Sindicato obtém liminar em ação contra o BB e restabelece vale-transporte

O Sindicato dos Bancários de Porto Alegre e Região conquistou liminar em ação movida contra o Banco do Brasil em razão da suspensão da diretoria de conceder o vale-transporte para alguns funcionários que trabalham em Porto Alegre e residem em outras cidades da região metropolitana. A decisão foi anunciada no dia 5 de fevereiro, pelo juiz relator Luiz Alberto de Vargas. O BB será notifica no prazo de 10 dias e deverá restabelecer o benefício a partir do mês de março.

O juiz destacou que o não-fornecimento do vale não se justifica, uma vez que se configura como direito reconhecido dos trabalhadores e que em regra não poderia jamais ser suprimido, decisão que viola o artigo 468 da CLT.

“A justificativa do banco de que o vale não se estende ao transporte intermunicipal é uma contradição, uma vez que ter-se-ia que interpretar como norma excludente para os trabalhadores que mais necessitam do benefício.”

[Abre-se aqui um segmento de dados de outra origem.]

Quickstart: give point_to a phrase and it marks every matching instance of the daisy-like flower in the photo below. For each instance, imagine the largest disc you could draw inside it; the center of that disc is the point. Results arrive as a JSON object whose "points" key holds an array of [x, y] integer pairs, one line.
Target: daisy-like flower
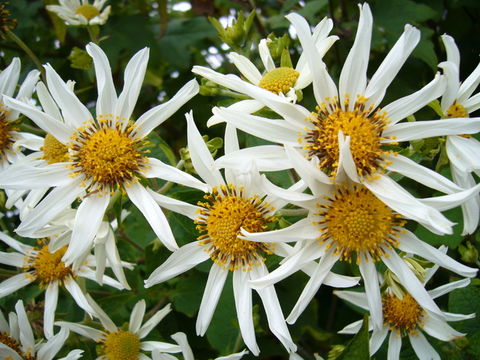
{"points": [[76, 12], [404, 317], [18, 343], [347, 222], [236, 202], [119, 344], [462, 150], [43, 265], [348, 132], [181, 340], [12, 140], [104, 154]]}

A ação encaminhada pela assessoria jurídica do Sindicato dos Bancários de Porto Alegre também pede a reposição dos valores não pagos desde dezembro de 2006. “A decisão anunciada pelo juiz prevê apenas a reposição do benefício, ou seja, a concessão do vale-transporte. Toda a ação pede a reposição dos atrasados, mas neste item ela ainda não foi julgada. Vamos ver qual será o procedimento do BB após receber a notificação. A partir daí, vamos conferir se eles vão repor esses valores ou se precisaremos entrar com uma nova petição”, explica a advogada Heloisa de Abreu e Silva Loureiro, do Escritório Camargo, Catita e Maineri Advogados Associados.

O diretor de Formação do Sindicato e funcionário do BB, Ronaldo Zeni, destaca que a diretoria está sempre atenta e na luta pelos direitos dos bancários e o Banco do Brasil não pode suprimir os benefícios dos trabalhadores de uma hora para outra. “Sempre que houver qualquer irregularidade vamos tomar as providências necessárias para evitar qualquer prejuízo aos trabalhadores”, declara o dirigente.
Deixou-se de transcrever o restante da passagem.